1 c. all-purpose flour
1 Tbs. cattail pollen
1 tsp. powdered pineapple weed
pinch of salt
1/4 c. water
1/4 c. pineapple weed, fresh
1 tsp. raspberry powder
white chocolate, for decorating
candied elderflowers, for decorating
- Pour hot water over the pineapple weed to make a tea. Let steep for about 20 minutes. Strain through a fine strainer. You’ll need 3-4 Tbs.
- Preheat the oven to 375F and line two baking sheets with non-stick silicone baking mats (trust me, these make the whole process MUCH easier.)
- In a large mixing bowl, whip the egg whites and sugar until frothy. Add flour and salt and beat until combined. Add butter and beat. Add the tea a spoonful at a time until the batter is slightly fluid but still spreadable, like a thin pancake mix. It’ll be about 4 Tbs.
- Place a Tbs. of batter on one of the baking mats and quickly spread into a circle about 5” diameter. Repeat process to make 1 more round. Bake until the edges are just barely golden brown, about 5-7 minutes (watch closely!)
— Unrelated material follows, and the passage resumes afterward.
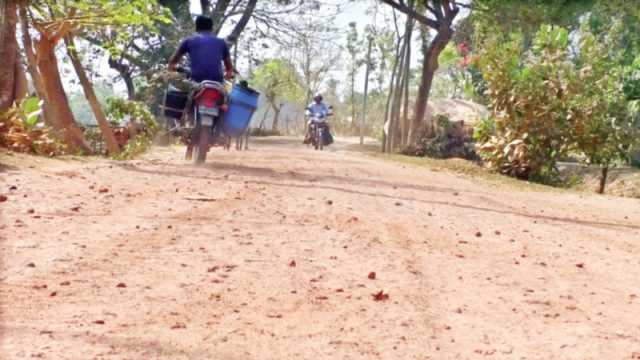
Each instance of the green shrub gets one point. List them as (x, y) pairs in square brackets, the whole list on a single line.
[(547, 103), (120, 110)]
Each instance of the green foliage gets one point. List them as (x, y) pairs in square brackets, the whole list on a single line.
[(121, 19), (451, 140), (491, 17), (137, 114), (20, 131), (547, 103), (278, 81), (30, 110)]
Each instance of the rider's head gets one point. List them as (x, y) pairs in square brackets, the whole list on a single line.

- Remove baking sheet from oven and, working as quickly as possible, use a large spatula to lift up one cookie at a time and set it on a cooler surface. Place a fortune in the middle and, using your fingers, gently fold the two edges of the cookie together to form a “taco” shape, then press over the lip of a glass to fold into the fortune cookie shape. Place in a muffin pan to cool so it holds its shape.
- Tips: fortune cookies are a bit tricky to get the hang of, so it’s helpful to practice the folding technique with a circle of fabric first. The cookies need to be quite hot and not over-baked to fold properly so work quickly! (If they cool too much they’ll crack instead of fold.) If your fingers are sensitive to heat you may want to wear a pair of clean cotton gloves. Your first few attempts may look ridiculous; even though I’ve made fortune cookies many times it still takes a bit to get the hang of them. Be patient and keep trying - those first few cookies are for eating anyways. I’ve found that I can fold 2 or 3 cookies per round before they get too cool. You can make more if you have a friend with you, then you can put 5 or 6 rounds on each baking tray and fold at the same time. Keep the two pans alternating so one has a chance to cool while the other is being used.
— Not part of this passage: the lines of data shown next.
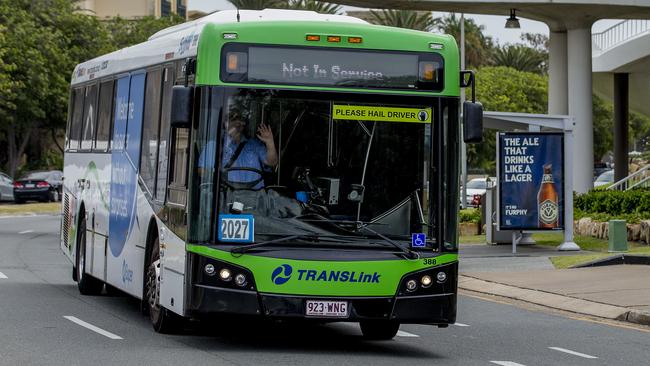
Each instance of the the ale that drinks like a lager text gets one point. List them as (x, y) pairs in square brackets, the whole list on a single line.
[(547, 201)]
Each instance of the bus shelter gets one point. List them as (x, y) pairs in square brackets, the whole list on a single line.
[(522, 122)]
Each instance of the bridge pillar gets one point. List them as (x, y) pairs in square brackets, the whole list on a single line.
[(621, 126), (558, 102), (580, 106)]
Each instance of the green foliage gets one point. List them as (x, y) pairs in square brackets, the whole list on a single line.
[(472, 215), (632, 205), (522, 58), (478, 46), (410, 19)]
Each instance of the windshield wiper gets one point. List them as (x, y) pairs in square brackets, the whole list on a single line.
[(360, 225), (408, 253), (307, 237)]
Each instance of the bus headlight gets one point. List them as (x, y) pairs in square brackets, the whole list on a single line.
[(426, 281), (441, 277), (225, 274), (411, 285), (240, 280), (209, 269)]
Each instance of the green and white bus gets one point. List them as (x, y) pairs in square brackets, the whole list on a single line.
[(335, 199)]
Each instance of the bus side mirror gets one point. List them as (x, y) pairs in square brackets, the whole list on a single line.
[(472, 111), (182, 102), (472, 122)]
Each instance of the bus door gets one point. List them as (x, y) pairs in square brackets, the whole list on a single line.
[(125, 256)]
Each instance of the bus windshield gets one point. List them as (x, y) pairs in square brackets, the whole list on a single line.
[(303, 166)]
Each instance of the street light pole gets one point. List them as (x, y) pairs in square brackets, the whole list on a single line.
[(463, 146)]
- Once all of the cookies have cooled, feel free to decorate as you desire. I mixed some raspberry powder into white chocolate to make a nice light pink, which I then drizzled over the top. I also topped some with candied elderflowers, below:
These little bites of springtime are one of my favorite sprinkles or garnishes. They’re super floral and the sugar preserves the fresh scent of elderflower wonderfully. Use them to sprinkle on cakes, cookies, and even yogurt!
1 c. fresh elderflowers, carefully plucked from their stems
1/2 c. elderflower syrup (recipe below)
1 c. sugar
- Gently moisten the fresh elderflowers with the elderflower syrup, adding it a spoonful at a time. You want the flowers to be coated but not dripping. Strain them, then pour into a bowl.
- Add the granulated sugar and toss to coat evenly. Lay the candied elderflowers out on a baking sheet to dry completely before using or storing.
1 c. hot water
1 c. elderflower blossoms, plucked from their stems
1 1/ 2 c. granulated sugar
- Heat the water and pour over the elderflower blossoms and let steep for at least an hour or up to overnight. Strain.
- Head the strained water with the granulated sugar until all of the syrup has dissolved. Will keep in the fridge for several weeks or you can water-bath can it for 15 minutes in sterilized jars to store for longer.